„Rozstawiam parawan na plaży, dla bezpieczeństwa swoich dzieci. W nosie mam opinie innych”

2024-07-01 14:58

Coraz głośniej mówi się o wszechobecnych nad Bałtykiem parawanach, które stały się nieodzownym wyposażeniem plażowiczów. Rodziny grodzą coraz większe połacie plaży, jak przekonuje nasza czytelniczka - ma to sensowne wyjaśnienie.

Parawany na plaży to typowy wakacyjny obrazek
Autor: DOMIN SE / EAST NEWS Parawany na plaży to typowy wakacyjny obrazek

Wakacje nad morzem to obowiązkowa kąpiel i plażowanie. W przypadku najmłodszych - budowanie zamków z piasku, upominanie pociech, by nie biegały po plaży sypiąc w oczy opalającym się.

Do uroków plaż w nadmorskich miejscowościach w Polsce zaliczyć można przerywających od czasu do czasu ciszę sprzedawców kukurydzy, lodów czy bobu. Nie brakuje też parawanów, które przez wielu są krytykowane. Grodzenie jak największych części stało się już znakiem rozpoznawczym Polaków i choć wielu osobom to przeszkadza, są tacy, którzy nie widzą w tym nic złego. Zwłaszcza jeśli mowa o parawanie własnym, a nie sąsiada.
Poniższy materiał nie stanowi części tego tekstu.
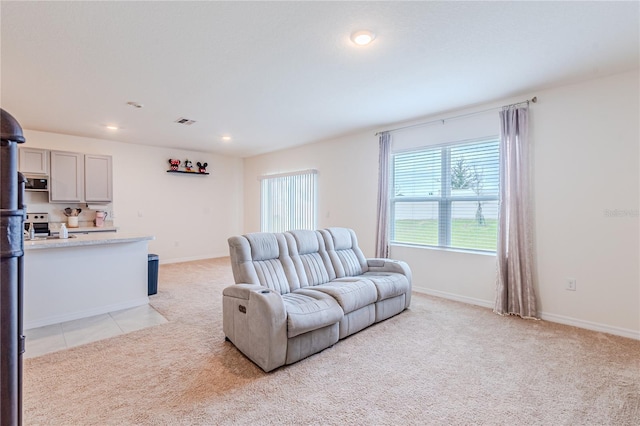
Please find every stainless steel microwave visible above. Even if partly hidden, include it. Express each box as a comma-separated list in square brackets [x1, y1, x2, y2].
[25, 176, 49, 191]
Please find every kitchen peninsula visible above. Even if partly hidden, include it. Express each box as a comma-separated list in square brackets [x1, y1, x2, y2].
[24, 232, 154, 329]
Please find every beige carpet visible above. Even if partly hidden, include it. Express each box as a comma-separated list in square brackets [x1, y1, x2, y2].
[24, 258, 640, 426]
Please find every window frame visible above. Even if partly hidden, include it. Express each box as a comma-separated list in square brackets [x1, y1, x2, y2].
[389, 135, 501, 254]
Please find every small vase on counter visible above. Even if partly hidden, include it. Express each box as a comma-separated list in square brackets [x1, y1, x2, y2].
[60, 223, 68, 238]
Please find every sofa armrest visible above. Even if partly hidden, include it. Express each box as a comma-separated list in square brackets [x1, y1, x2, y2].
[222, 284, 287, 371]
[367, 258, 411, 284]
[222, 284, 269, 300]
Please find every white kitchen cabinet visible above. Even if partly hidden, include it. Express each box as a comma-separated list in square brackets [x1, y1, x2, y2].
[49, 151, 113, 203]
[18, 148, 49, 176]
[49, 151, 84, 203]
[84, 154, 113, 203]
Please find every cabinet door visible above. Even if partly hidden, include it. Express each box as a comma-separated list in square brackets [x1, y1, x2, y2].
[49, 151, 84, 203]
[84, 154, 113, 203]
[18, 148, 49, 176]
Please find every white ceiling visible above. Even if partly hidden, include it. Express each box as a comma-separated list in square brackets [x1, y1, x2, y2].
[0, 1, 640, 156]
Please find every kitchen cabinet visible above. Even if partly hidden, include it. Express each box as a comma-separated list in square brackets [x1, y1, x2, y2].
[49, 151, 113, 203]
[84, 154, 113, 203]
[49, 151, 84, 203]
[18, 148, 49, 176]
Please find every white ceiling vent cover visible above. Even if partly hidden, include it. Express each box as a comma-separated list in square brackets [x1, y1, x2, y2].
[175, 117, 196, 126]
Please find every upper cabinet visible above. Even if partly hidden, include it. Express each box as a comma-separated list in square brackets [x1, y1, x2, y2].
[18, 148, 49, 176]
[49, 151, 113, 203]
[84, 154, 113, 203]
[49, 151, 84, 203]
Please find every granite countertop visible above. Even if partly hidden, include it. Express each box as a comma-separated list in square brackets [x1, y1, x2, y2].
[49, 221, 118, 235]
[24, 232, 155, 250]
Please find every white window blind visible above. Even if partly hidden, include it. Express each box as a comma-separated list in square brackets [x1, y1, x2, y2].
[390, 137, 500, 252]
[260, 170, 317, 232]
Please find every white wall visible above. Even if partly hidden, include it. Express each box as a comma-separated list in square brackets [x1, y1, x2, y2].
[24, 130, 242, 263]
[244, 70, 640, 338]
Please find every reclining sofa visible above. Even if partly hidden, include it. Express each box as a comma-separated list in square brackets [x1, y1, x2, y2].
[222, 228, 411, 372]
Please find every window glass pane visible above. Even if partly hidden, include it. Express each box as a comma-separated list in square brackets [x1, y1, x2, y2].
[260, 171, 317, 232]
[393, 150, 441, 197]
[451, 141, 500, 196]
[391, 138, 500, 251]
[451, 201, 498, 251]
[393, 202, 438, 246]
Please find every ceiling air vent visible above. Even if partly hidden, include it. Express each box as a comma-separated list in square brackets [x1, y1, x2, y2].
[175, 117, 196, 126]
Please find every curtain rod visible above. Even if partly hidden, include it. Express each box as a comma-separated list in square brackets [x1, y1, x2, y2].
[375, 96, 538, 136]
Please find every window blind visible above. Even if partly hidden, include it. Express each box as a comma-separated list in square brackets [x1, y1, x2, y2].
[390, 137, 500, 252]
[260, 170, 317, 232]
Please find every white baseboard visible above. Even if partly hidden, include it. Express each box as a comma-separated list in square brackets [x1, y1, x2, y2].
[538, 312, 640, 340]
[413, 286, 640, 340]
[159, 253, 229, 265]
[24, 296, 149, 330]
[413, 286, 493, 309]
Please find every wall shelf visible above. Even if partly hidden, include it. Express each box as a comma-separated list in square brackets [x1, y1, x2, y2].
[167, 170, 209, 175]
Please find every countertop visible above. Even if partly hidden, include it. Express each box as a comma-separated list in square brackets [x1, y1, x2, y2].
[24, 232, 155, 250]
[49, 221, 118, 235]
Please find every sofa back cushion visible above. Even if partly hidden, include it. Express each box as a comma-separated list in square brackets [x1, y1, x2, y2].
[320, 228, 369, 278]
[228, 232, 300, 294]
[285, 230, 336, 287]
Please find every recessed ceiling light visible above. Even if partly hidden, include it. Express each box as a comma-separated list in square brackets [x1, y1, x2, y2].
[351, 30, 376, 46]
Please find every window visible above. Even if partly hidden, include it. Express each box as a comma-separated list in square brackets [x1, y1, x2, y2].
[260, 170, 317, 232]
[390, 137, 500, 252]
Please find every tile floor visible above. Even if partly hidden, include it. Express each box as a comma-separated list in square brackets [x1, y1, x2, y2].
[23, 305, 167, 358]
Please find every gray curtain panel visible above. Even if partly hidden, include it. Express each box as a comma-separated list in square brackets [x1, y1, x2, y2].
[375, 132, 391, 257]
[494, 105, 537, 318]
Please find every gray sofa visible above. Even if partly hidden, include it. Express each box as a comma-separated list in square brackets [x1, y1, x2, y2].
[222, 228, 411, 372]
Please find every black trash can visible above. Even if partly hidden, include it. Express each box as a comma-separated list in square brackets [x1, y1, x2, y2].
[148, 253, 160, 296]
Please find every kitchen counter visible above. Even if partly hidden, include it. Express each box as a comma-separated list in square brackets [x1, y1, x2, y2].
[23, 232, 154, 329]
[24, 232, 155, 251]
[49, 221, 118, 235]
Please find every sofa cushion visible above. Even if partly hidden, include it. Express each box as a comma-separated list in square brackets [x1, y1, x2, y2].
[321, 228, 369, 278]
[363, 272, 411, 301]
[285, 230, 336, 288]
[245, 232, 280, 260]
[306, 278, 378, 314]
[282, 290, 344, 338]
[228, 232, 300, 294]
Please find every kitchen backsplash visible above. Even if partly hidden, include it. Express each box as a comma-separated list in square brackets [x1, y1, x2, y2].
[24, 191, 114, 228]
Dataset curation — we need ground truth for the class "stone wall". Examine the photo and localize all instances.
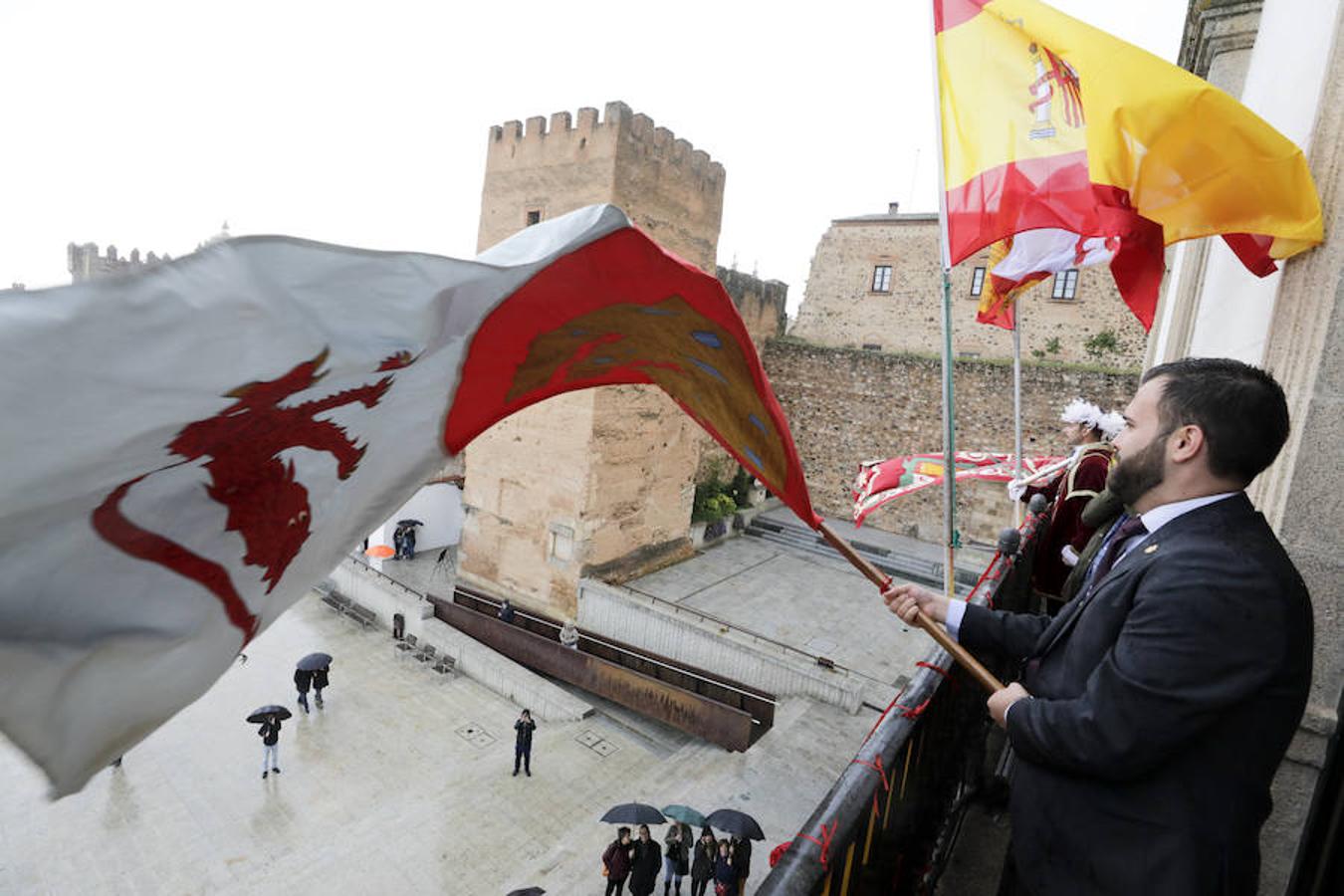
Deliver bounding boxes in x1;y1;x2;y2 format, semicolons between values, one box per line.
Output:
66;243;172;284
460;103;725;615
764;338;1138;543
790;214;1147;369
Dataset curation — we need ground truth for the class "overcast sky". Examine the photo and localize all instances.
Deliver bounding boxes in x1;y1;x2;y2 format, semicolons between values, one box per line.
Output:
0;0;1186;312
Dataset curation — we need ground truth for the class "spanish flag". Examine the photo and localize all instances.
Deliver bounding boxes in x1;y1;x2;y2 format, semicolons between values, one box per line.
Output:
933;0;1322;328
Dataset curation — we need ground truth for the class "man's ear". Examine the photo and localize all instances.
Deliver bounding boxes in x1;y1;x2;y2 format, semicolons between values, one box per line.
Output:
1167;423;1205;464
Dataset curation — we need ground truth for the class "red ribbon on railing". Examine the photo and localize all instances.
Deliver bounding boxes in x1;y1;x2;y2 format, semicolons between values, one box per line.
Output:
849;757;891;815
794;820;840;870
915;660;952;681
967;551;1003;601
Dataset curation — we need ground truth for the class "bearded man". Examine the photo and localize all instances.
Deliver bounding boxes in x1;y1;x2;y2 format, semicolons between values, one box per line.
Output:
884;358;1312;896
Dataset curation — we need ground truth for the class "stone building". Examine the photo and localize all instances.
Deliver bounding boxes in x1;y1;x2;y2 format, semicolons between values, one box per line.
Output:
788;203;1147;369
1149;0;1344;893
460;103;725;614
66;243;170;284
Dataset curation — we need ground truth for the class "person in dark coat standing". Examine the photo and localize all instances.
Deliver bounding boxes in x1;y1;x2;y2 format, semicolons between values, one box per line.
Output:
314;669;331;709
714;839;738;896
295;669;314;712
731;837;752;893
691;827;719;896
883;357;1313;896
663;822;692;896
257;716;280;780
630;824;663;896
514;709;537;778
602;827;634;896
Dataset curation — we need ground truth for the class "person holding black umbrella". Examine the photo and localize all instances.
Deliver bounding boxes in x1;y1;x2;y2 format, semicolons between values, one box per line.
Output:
630;824;663;896
514;709;537;778
714;839;738;896
314;668;331;709
602;826;634;896
257;716;280;780
691;827;719;896
663;822;691;896
295;669;314;713
730;834;752;893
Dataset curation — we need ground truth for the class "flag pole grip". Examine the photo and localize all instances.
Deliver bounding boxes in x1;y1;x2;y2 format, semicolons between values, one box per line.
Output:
817;520;1003;693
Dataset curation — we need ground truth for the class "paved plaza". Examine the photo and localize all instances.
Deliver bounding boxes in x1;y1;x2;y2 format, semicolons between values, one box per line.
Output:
0;571;881;895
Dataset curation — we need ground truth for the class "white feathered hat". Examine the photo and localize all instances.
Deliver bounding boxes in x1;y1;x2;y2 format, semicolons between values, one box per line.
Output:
1059;397;1105;430
1099;411;1125;442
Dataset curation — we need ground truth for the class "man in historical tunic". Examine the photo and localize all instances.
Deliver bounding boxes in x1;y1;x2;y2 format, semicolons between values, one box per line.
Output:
1009;399;1121;614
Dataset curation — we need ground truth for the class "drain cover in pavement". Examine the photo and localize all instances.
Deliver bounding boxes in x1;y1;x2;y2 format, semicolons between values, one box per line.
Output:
456;722;495;747
575;730;619;758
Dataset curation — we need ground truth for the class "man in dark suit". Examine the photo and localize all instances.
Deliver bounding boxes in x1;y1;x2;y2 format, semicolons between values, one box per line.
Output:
884;358;1312;896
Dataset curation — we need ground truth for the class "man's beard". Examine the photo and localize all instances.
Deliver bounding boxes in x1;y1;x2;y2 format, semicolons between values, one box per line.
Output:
1106;432;1170;508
Pomorskie. Parawany i inne plażowe obyczaje na plaży w Gdyni Śródmieściu

Parawan na plażę? Obowiązkowo

To chyba typowo polski zwyczaj, bo na plażach w innych krajach raczej ich nie spotykamy. Parawany, bo oczywiście o nich mowa, stawiane są tak gęsto, że nierzadko utrudniają przejście.

Na problem gęsto rozstawionych parawanów co roku zwracają uwagę ratownicy. Zwłaszcza że plażowicze często rozstawiają je bardzo gęsto, nie zostawiając żadnego miejsca na przejazd służb ratowniczych. Tymczasem korytarz życia obowiązuje nie tylko na drogach. Również na plaży powinno się zostawić pas o szerokości minimum 5 metrów.

Niestety zdarza się, że plażowicze nie tylko rozkładają koce, namioty i parawany na każdej wolnej przestrzeni, lecz także niechętnie zabierają je nawet wtedy, gdy jest ku temu pilna potrzeba.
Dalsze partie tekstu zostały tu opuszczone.